Let $$f_X(x)= \frac{x^2e^{-\frac{x^2}{2}}}{\sqrt{2\pi} } 1_{(-\infty,+\infty)},$$ is the pdf of random variable $$X$$. What is this distribution called?

I only know $$f_X(x)\propto x^2e^{-\frac{x^2}{2}} 1_{(0,+\infty)}$$ is the pdf of chi distribution with $$3$$ degree of freedom.

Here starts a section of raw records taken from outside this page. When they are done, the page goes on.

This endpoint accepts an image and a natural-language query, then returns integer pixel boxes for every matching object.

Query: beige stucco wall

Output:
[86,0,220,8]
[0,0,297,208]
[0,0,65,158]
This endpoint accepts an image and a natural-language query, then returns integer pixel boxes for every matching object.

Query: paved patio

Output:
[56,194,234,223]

• A common nomenclature for such constructs where a known distribution with positive support is reflected around the origin is to call the new distribution a Reflected XXX. So, Reflected Chi in your case. Similarly, Reflected Weibull, Reflected Gamma etc – wolfies Feb 1 at 14:35
• @wolfies, Reflected Chi or Double Chi (according to the first answer)? which one is a better? – M.M Feb 1 at 15:56

Well, in very much the same way that you can symmetrize an exponential pdf to obtain a Laplace distribution: $$\mathrm{Lap}(x;\, b) = \begin{cases} \dfrac{1}{2}\mathrm{Exp}(x;\,\dfrac{1}{b})\quad\text{if}\;x \geq 0\\ \dfrac{1}{2}\mathrm{Exp}(-x;\, \dfrac{1}{b})\quad\text{if}\;x < 0 \end{cases}$$ you can symmetrize a chi distribution by using the same technique $$\mathrm{DoubleChi}(x;\, k) = \begin{cases} \dfrac{1}{2}\,\chi(x;\, k)\quad\text{if}\;x \geq 0\\ \dfrac{1}{2}\,\chi(-x;\, k)\quad\text{if}\;x < 0 \end{cases}$$ I'm not sure it's a very important distribution, however, you have that if $$X\sim \mathrm{DoubleChi}_k$$ then $$\lvert X \rvert \sim\chi_k$$.